Bernie Sanders is not the first old white man to make a run for the White House, obviously.
In the Huffington Post, writer and Hofstra University teacher Alan Singer compares Frederick Douglass’s beliefs on race with those of presidential candidate Bernie Sanders.
Douglas lived in Rochester for many years, and published the abolitionist newspaper The North Star from the basement of a Rochester church. It was in Rochester on July 4, 1852, that Douglas delivered a fiery speech about the state of the union:
“What to the American slave is your Fourth of July? I answer, a day that reveals to him more than all other days of the year, the gross injustice and cruelty to which he is the constant victim. To him your celebration is a sham; your boasted liberty an unholy license; your national greatness, swelling vanity; your sounds of rejoicing are empty and heartless; your denunciation of tyrants, brass-fronted impudence; your shouts of liberty and equality, hollow mockery; your prayers and hymns, your sermons and thanksgivings, with all your religious parade and solemnity, are to him mere bombast, fraud, deception, impiety, and hypocrisy-a thin veil to cover up crimes which would disgrace a nation of savages.”

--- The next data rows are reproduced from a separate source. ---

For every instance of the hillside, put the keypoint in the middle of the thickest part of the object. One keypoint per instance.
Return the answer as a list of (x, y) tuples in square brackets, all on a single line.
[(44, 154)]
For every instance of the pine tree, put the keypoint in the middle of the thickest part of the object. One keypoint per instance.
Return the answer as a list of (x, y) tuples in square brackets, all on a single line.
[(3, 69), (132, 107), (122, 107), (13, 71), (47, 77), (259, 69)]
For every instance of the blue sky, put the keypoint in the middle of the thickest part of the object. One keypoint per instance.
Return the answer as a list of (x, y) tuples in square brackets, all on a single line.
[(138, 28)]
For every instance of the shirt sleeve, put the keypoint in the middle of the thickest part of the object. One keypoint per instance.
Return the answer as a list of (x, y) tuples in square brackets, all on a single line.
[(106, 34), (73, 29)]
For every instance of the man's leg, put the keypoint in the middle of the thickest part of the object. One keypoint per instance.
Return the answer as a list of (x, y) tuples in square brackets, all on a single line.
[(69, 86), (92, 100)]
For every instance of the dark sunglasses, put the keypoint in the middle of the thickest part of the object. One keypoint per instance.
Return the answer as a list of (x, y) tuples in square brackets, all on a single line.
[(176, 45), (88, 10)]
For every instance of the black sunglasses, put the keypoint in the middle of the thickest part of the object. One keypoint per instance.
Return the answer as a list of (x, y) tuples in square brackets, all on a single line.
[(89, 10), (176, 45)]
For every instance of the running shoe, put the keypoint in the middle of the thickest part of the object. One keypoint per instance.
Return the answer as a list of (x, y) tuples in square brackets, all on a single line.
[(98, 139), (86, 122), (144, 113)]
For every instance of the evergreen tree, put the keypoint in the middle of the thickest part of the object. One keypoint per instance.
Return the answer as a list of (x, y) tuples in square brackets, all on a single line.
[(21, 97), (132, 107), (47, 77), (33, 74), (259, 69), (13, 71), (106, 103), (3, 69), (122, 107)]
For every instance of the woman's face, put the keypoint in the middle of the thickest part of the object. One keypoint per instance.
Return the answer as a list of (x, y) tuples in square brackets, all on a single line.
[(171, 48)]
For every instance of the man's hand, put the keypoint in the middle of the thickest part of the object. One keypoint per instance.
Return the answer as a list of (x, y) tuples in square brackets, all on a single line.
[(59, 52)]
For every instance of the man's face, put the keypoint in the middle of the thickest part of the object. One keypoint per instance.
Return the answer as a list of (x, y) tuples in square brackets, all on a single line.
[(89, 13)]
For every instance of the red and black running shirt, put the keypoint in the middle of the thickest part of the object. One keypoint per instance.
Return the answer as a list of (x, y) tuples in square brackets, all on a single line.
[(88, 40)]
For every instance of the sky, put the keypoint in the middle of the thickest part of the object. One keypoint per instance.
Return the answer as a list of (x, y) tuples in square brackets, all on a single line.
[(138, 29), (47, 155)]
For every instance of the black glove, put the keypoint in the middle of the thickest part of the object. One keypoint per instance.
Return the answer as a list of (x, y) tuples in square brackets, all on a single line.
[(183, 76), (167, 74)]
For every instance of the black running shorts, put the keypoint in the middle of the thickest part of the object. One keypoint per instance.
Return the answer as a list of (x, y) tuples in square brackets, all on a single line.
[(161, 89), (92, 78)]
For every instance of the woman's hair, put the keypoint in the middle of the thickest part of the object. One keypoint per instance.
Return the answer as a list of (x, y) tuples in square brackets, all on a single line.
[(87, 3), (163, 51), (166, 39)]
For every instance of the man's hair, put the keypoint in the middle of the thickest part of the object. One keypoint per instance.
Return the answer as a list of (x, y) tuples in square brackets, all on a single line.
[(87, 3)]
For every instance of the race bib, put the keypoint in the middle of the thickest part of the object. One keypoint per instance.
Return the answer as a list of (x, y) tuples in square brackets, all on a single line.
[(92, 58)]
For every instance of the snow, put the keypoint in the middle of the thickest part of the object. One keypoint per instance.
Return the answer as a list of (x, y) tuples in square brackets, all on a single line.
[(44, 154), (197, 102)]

In the present day, Sanders has spoken bluntly about the history of racism and violence in U.S. history. On the country’s history of slavery, Sanders said the U.S. “in many ways was created, and I’m sorry to have to say this, from way back, on racist principles, that’s a fact.” In the New York Times, Princeton University History Professor Sean Wilentz wrote in response that Sanders’s rhetoric “threatens to poison the current presidential campaign.”
And in Sanders’s quest to highlight rising income inequality in the U.S., the candidate has paradoxically enlisted the support of 128 celebrity millionaires. It’s easy to see why: in a study of 178 athletic endorsements with 95 companies, sales went up by $10 million on average following endorsements. Even so, the impact of celebrity endorsements on political campaigns is less clear; however, one study did find that Oprah positively influenced Obama’s favorability ratings in 2008.
As a self-confessed socialist in a contest dominated by a self-obsessed capitalist, Sanders also offers a sharp contrast to Donald Trump mania. Even with the election more than a year away, Republican candidates like Trump and Dr. Ben Carson have angered millions on the left with xenophobic comments about immigrants, Mexicans, Muslims, and more. At the same time, Sanders has infuriated many on the right with his statements on U.S. race relations.
In just the past week, Trump failed to correct a man who called President Barack Obama a Muslim, and Carson said that it would be wrong to elect a Muslim president.